It was a weak excuse, except she could barely face herself these days, much less old, badgering, well-meaning friends.

He slid his hand over hers, where it sat picking restlessly at the bubbles in the painted metal. She looked up, shocked.

"I've really got to get going," she said, panicking suddenly. Katie threw some money from her pocket onto the table, grabbed Gwynog's leash and took off down the street. She was in better shape than she'd been in years, and she took advantage of it, weaving quickly through the throngs of people.

She was out of breath when she stumbled up the stairs and opened the door to her flat. Once they were inside, the door securely locked at her back, Gwynog looked at her with her head cocked, tongue lolling out of her mouth. Then she shook her head and padded into the kitchen. A few seconds later Katie heard the slurping sounds of Gwynog enjoying an after-run, thirst quenching bowl of water, something Katie could do with herself, only in a glass.

Katie had just toed off her shoes and was hanging Gwynog's leash on its doggy shaped hook when someone buzzed her flat. She'd gotten used to her neighbour ringing to be let in, having forgotten her keys, so used to it that she didn't even think twice before she'd pressed the unlock button. She walked into her living room, and found the remote on the couch. The music that soothed the rough edges from a bad day flowed through the speakers.

The knocking at her door took her aback. Softly, she made her way back to the door and peaked out the peephole. Flint.

She opened the door a crack, "How did you know where I live?"

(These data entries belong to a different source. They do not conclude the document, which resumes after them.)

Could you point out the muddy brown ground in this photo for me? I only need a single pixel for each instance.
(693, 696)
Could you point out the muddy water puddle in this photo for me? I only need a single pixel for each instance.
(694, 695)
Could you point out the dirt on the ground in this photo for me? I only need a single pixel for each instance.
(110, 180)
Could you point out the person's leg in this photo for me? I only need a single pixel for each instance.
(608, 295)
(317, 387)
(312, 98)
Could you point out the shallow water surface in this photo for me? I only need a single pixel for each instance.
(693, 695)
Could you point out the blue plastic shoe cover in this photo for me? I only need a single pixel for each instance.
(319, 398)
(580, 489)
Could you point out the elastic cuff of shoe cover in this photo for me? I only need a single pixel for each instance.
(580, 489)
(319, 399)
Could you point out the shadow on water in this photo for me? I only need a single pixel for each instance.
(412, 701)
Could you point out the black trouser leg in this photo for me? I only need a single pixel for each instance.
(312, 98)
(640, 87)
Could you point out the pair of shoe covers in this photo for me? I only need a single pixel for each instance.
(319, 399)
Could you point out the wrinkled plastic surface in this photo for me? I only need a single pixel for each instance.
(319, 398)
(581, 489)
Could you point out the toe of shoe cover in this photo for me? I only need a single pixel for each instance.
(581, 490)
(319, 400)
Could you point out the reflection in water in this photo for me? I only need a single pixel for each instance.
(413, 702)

He dangled her bag in front of him, "It wasn't hard when I had your address. Here," he said, and held the bag towards her.

"I'm sorry, you must think me unspeakably rude, but..." She said as she took the bag.

"No need to explain, Bell. I'll just be going now," and he turned to leave.

"No, Flint, come in, the least I could do is... offer tea?"

She closed the door behind him, struck by his sheer size, how small he made her feel.

Gwynog wedged herself between them, nosing his hand and whining, and Katie remembered to move. She shuffled into the living room, awkwardly pulling her recalcitrant dog along.

Marcus looked surprised when he stepped in behind her, and she could sort of understand. "I didn't realize," he said, glancing around at her decidedly muggle flat.

"It's fine, you can say it. I know I live like a muggle."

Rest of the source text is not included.